Lamb instead of Pigeon. Hiking in Cappadocia

Slow cooked lamb kebabs
I was lost. And now I could go no further. The path I was following had suddenly stopped at a huge fissure, with a thirty metre sheer drop and no obvious means to cross it. There was no way to climb down, and if I did get down there I might not be able to get back up again. There was nothing for it, I would have to return back and retrace the steps of my two hour journey to this point. As I was reluctantly making up my mind to return, a man in a faded cap with a small herd of goats appeared behind me. He looked at me with slight interest, probably as few tourists wandered into this valley, and then walked up to me.

I had set out early on a bus to Uchisar, visiting its spectacular rock castle before wandering down into the valley below. This was the valley which began the 4km walk to Goreme through gorges passing fairy chimneys, multi story houses and pigeon coops, that had been cut into the rocks since Roman times. I followed a path that seemed pretty well worn, but saw no signposts. The path climbed into another valley cutting through bramble bushes, and it became slow going as the grit on top of the path acted as small marbles causing me to constantly slip back as I climbed. The scenery was stunning, and I seemed to be going South, the general direction of Goreme, and I continued happily until I came to the rock fissure in front of me.

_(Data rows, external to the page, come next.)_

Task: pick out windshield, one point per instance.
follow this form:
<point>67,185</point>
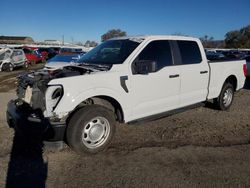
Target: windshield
<point>110,52</point>
<point>63,58</point>
<point>2,56</point>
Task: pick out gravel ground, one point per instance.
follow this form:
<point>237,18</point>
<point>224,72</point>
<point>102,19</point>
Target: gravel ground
<point>198,148</point>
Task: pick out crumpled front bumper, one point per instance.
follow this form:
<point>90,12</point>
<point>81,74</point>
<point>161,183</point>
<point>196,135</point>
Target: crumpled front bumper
<point>24,119</point>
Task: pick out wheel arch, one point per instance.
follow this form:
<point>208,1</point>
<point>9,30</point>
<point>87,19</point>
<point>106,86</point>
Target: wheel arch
<point>232,79</point>
<point>105,101</point>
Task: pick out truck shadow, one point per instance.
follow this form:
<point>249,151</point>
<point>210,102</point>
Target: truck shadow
<point>26,166</point>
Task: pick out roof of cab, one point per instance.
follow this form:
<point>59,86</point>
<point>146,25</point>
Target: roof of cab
<point>146,37</point>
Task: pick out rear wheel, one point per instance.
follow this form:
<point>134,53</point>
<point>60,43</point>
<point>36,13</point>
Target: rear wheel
<point>91,129</point>
<point>225,99</point>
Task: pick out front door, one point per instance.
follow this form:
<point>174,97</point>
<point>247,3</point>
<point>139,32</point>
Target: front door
<point>155,92</point>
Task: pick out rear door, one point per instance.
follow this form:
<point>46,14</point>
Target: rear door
<point>155,92</point>
<point>194,72</point>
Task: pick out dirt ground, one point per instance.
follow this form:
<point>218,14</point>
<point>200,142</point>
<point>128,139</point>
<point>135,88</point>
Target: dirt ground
<point>198,148</point>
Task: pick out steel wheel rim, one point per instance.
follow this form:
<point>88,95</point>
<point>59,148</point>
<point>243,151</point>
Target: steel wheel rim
<point>96,132</point>
<point>228,97</point>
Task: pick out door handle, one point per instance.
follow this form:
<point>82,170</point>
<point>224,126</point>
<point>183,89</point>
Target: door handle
<point>123,83</point>
<point>174,76</point>
<point>203,72</point>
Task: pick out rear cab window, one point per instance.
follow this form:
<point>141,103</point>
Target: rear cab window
<point>158,51</point>
<point>190,52</point>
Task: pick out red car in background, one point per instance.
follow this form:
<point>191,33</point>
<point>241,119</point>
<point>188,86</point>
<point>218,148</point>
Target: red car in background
<point>33,56</point>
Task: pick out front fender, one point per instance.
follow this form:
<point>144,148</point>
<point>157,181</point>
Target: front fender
<point>69,102</point>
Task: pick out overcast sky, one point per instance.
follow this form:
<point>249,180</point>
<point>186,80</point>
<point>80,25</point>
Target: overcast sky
<point>80,20</point>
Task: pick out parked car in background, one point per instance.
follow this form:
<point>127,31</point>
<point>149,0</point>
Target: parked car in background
<point>248,65</point>
<point>213,55</point>
<point>71,50</point>
<point>61,60</point>
<point>11,58</point>
<point>47,53</point>
<point>56,49</point>
<point>33,55</point>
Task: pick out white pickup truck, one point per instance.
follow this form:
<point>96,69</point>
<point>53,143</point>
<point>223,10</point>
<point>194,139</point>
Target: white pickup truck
<point>122,80</point>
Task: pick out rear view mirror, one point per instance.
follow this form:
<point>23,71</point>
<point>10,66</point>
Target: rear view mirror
<point>145,67</point>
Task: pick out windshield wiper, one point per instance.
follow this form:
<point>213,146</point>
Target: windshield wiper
<point>96,66</point>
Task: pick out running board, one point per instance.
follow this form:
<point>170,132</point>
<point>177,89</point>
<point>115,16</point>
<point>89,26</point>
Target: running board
<point>166,114</point>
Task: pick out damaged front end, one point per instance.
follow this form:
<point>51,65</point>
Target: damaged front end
<point>32,111</point>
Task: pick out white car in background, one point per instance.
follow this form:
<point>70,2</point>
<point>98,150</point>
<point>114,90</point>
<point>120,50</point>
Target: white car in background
<point>11,58</point>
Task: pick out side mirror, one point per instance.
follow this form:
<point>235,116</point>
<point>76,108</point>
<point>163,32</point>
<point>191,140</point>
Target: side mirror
<point>145,66</point>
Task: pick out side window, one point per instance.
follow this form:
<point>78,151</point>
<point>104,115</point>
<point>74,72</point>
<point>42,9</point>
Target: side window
<point>158,51</point>
<point>190,52</point>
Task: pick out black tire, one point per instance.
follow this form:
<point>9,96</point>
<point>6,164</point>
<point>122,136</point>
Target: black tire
<point>223,102</point>
<point>83,127</point>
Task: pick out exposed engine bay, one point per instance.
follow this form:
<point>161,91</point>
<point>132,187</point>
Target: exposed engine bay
<point>31,87</point>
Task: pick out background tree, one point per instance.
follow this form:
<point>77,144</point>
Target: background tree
<point>113,33</point>
<point>238,38</point>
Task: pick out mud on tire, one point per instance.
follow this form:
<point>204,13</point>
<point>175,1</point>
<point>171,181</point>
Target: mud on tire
<point>91,129</point>
<point>225,99</point>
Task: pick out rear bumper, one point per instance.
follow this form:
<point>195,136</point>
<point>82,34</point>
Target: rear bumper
<point>31,122</point>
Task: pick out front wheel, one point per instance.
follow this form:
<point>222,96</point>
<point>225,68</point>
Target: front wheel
<point>91,129</point>
<point>225,99</point>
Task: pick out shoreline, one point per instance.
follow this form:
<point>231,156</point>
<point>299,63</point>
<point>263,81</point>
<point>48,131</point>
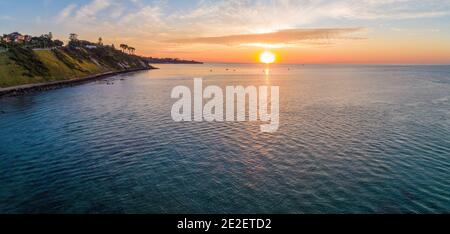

Beautiful, but not Pigeon Valley

Mehmet, that was the goat herders name, knew little English. Our communication was somewhat limited, me repeating 'Goreme' a number of times (the small Turkish town I was headed for) and him nodding and pointing. He pointed up, to a big ridge crowned with rocks high above the valley I was in. There was no path. No way was I going to do this, so I smiled and thanked him and started to return the way I had come. Mehmet shouted at me, and then grabbed my arm. He pointed up again towards the rocks, nodded, and then bounded off ahead of me. He had decided to become my guide. The goats could look after themselves for a while.

I followed a few steps behind. It was quite hard going and I was not sure of my footholds, particularly as we got higher. Mehmet must have been close to seventy in age but he was much surer of foot and easily outpaced me having to often stop and slightly impatiently wait for me to catch up. We got close to the top and then squeezed through a narrow tunnel in the rock, which led into another valley which had a gravel path to the bottom. Again this was like walking on marbles, Mehmet shouted 'Technique' over and over again, his only English, or maybe French, word and walked bow legged on the sides of the path, telling me to do the same.

Mehmet

At the bottom he met another shepherd who had just set up his charcoal grill to prepare lunch. I was not that hungry, but watching the lamb kebabs slowly grilling along with vegetables at least gave me a chance to rest. Sitting under a tree I became hungry and gladly shared the meal when it was finally cooked. Served with great hunks of fresh bread the meal was better than I had recently in any restaurant, juicy kebabs, grilled tomatoes and onion, and even a fresh chilli (I was seriously missing spicy food in Turkey). Tea from a pot placed on the embers of the fire provided sweet refreshment.

After resting for a while in the shade of a tree, we set off again, and thirty minutes later Mehmet pointed to a wide path and muttered 'Pigeon' repeatedly. I shook his hand and gave him a large tip for both his guiding and the food. He returned back to his goats while I finally set off on a much easier walk. It was almost flat the whole way, did not cross into any other valleys, and had no difficult marble covered paths. It even had signs every half a kilometre. The walk was extremely beautiful, and was the best hike I did in Cappadocia. Two hours later, I stumbled into Goreme and did not even feel like dinner. Goat herders may have a hard and lonely job, but they do know how to eat well.